Rutte somber over negeren uitgestoken hand
DEN HAAG (ANP). Premier en VVD-leider Mark Rutte wordt er niet vrolijk van dat sommige oppositiepartijen zijn oproep negeren om na de verkiezingen van volgende week te gaan samenwerken met het kabinet. Volgens hem zitten we middenin de „grootste verbouwing” sinds de Tweede Wereldoorlog en is het daarom het beste dat zoveel mogelijk partijen de herstelplannen steunen.
Dat stelde hij woensdag in het verkiezingsdebat van het televisieprogramma Pauw. Hij is vooral teleurgesteld in het CDA, waarvan partijleider Sybrand Buma opnieuw aangaf dat de oppositierol hem prima bevalt. Rutte zei dat hij daar somber van wordt. „Het CDA was altijd bereid verantwoordelijkheid te nemen en kiest nu voor de oppositie”, zei hij.

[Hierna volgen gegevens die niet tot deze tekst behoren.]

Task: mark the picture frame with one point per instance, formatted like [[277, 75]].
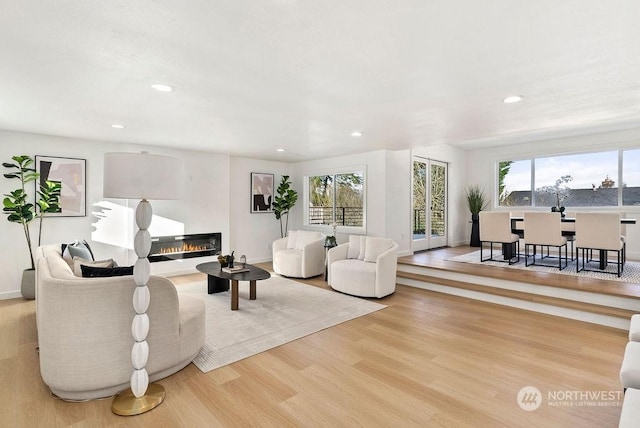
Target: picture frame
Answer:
[[262, 190], [71, 172]]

Emile Roemer (SP) heeft de uitgestoken hand van Rutte wel gezien. Maar vragen om VVD-beleid uit te voeren, is volgens hem „geen uitgestoken hand”. PVV-leider Geert Wilders zei dat er uitgezonderd zijn partij bijna geen oppositie meer is. Hij wees erop dat D66 en het CDA negen van de tien voorstellen van het kabinet hebben gesteund. „Al die partijen verkopen hun moeder nog voor de macht”, aldus Wilders. „Een stem op het CDA en op D66 is gewoon een stem op twee jaar doorgaan met het fnuikende beleid van Rutte.”
Het kabinet van VVD en PvdA heeft nu geen meerderheid in de Eerste Kamer. Maar met steun van de bevriende oppositiepartijen D66, ChristenUnie en SGP loodst de coalitie voorstellen door de Senaat. D66-leider Alexander Pechtold wil daar ook na de komende Provinciale Statenverkiezingen mee doorgaan. Bij een goede uitslag voor zijn partij wil hij wel meer gedaan krijgen van Rutte. „Meer zetels, meer invloed”, zei Pechtold. „Als je met ze praat, kun je zaken doen: lasten verminderen, of geld voor onderwijs binnenhalen”, zei hij over de samenwerking tot nu toe.
Wilders haalde uit naar PvdA-leider Diederik Samsom voor het kabinetsbeleid om jihadstrijders aan te pakken. Wilders vindt dat het kabinet jihadisten moet laten gaan, dat hun paspoorten moeten worden afgepakt en dat de grenzen dicht moeten. „Als dat niet gebeurt meneer Samsom, en er vindt hier een aanslag plaats, dan bent u daar medeverantwoordelijk voor.”